A bright spot came a couple of years later, on May 21, 2019, when Mr. Averett proposed on the back patio of the cafe where they had their first date. A few months later, the couple moved to Silver Spring, Md. Ms. Seals is now a labor and delivery nurse at George Washington University Hospital. Mr. Averett is finishing his third year at Georgetown University Law Center.

“I wanted to be a police officer because my mom had done it,” he said, but, “I’ve always wanted to go to law school.”

Their wedding on Jan. 8 took place at Padua Hills Theatre in Claremont, Calif. At the ceremony, which was held in an outdoor gazebo, Douglas Raguso-Hove, Mr. Averett’s former sergeant who was ordained by the Universal Life Church, officiated before about 125 vaccinated guests.

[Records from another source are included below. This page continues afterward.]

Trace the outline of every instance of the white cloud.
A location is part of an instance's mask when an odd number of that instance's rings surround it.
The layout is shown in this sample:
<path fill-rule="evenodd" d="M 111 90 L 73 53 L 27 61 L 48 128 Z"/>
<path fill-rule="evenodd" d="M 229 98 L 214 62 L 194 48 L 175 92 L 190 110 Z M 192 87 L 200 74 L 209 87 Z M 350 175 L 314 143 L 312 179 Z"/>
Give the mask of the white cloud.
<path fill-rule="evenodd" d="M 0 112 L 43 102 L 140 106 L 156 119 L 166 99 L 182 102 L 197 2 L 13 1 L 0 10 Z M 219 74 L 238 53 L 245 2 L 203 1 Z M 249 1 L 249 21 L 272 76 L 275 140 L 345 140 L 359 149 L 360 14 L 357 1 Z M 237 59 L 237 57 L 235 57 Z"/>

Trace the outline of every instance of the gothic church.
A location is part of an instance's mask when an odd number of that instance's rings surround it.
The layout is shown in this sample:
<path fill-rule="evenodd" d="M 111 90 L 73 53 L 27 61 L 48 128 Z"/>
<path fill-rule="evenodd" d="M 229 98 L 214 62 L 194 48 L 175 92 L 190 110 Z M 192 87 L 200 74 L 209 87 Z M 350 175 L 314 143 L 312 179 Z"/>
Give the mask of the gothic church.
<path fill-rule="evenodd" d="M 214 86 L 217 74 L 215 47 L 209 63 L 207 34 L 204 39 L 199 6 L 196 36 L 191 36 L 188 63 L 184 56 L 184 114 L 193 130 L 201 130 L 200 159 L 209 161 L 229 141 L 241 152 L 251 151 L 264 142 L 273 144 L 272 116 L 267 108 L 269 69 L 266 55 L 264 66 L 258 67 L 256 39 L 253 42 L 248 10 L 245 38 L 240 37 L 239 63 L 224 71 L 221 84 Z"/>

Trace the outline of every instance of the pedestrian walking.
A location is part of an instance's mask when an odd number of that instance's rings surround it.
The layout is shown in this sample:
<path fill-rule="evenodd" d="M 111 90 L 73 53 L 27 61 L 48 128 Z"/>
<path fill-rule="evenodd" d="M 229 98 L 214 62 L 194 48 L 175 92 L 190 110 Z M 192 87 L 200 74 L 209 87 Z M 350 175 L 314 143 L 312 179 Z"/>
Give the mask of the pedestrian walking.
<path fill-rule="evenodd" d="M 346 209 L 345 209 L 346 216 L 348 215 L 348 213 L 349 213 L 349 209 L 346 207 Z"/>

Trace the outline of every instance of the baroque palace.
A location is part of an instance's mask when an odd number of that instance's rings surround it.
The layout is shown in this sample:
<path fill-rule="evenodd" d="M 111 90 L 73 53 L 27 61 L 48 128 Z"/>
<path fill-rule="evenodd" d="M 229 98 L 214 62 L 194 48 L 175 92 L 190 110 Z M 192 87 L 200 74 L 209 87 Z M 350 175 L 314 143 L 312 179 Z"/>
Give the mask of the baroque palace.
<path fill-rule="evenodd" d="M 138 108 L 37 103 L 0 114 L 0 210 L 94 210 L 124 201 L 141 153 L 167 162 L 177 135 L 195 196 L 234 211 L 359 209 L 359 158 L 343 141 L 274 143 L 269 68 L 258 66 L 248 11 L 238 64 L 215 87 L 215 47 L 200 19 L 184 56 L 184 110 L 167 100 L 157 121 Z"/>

The indoor reception that followed included a fog machine, a smoke machine and glow sticks and headbands handed out by the D.J. — accessories the couple happened to be wearing for their impromptu cutting of the cake.

“When we set out planning, my one goal for our wedding was, ‘Let’s have a party,’” Ms. Seals said. “After dinner it was like, ‘Now it’s a party.’”

For Mr. Averett, the celebration had been a long time coming. He had been certain he wanted to marry Ms. Seals since late 2018, when Mr. Raguso-Hove had asked him if he thought he could live without her, and, he said, “I knew the answer was no.”